Segmenting debtors based on risk and payment behavior is essential for effective debt collection management. By categorizing debtors into different segments, you can tailor your collection strategies to maximize recovery and minimize costs. Here are the most effective strategies for segmentation:

Analyzing Credit Scores

 Credit Score Segmentation

Use credit scores to segment debtors into categories such as low-risk, medium-risk, and high-risk. Credit scores provide a quick and reliable way to gauge a debtor’s overall financial health and payment reliability.

You can use the credit score that you obtained at customer’s acquisition stage and modify it based on your own experience or by obtain authorisation from the customer to perform a new search. You might be able to obtain a new updated credit score during the relationship with the customer, when a customer requests to make a new and important purchase, or if your customer is experiencing financial difficulties and is requesting an arrangement. It is not unreasonable at these moments to request the authorisation to perform a new credit search and update the score you hold.

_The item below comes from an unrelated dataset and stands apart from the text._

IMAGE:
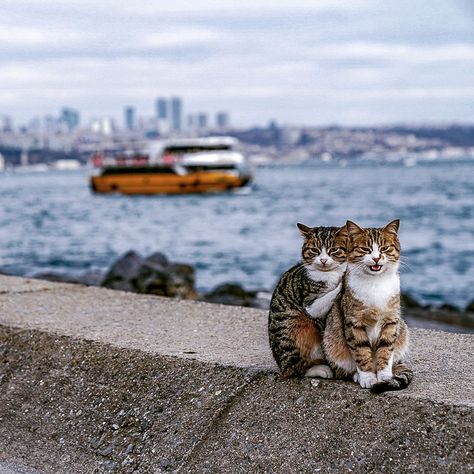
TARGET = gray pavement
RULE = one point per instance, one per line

We shall not over complicate this process. It is recommended to create up to five tranches of credit score, so you can develop up to five strategies or prioritisation. You can use for this effect the Focus Matrix described in chapter 11 – Collection management tools and methods.

Risk Buckets

Debtors can be grouped into risk buckets based on their scores, with each bucket representing a different level of risk and corresponding to specific collection strategies. You can then build Focus matrix combining Risk and Total Due or Risk and Aging.

Payment History Analysis

On-Time vs. Late Payers

Segregate debtors based on their payment history, identifying those who consistently pay on time, those who occasionally miss payments, and chronic late payers. This will allow you to provide a distinct and more appropriate reaction to a late payment:

  • If an on-time customer is late. This should light a red flag that we may have done something wrong. Customer care or account managers need to intervene immediately to understand the root-cause of the late payment (like a problem in the product or service delivered and fix it immediately).
  • On the opposite, a chronic late payer should trigger a more effort intensive collection strategy adapted to the customer’s (bad) payments habits.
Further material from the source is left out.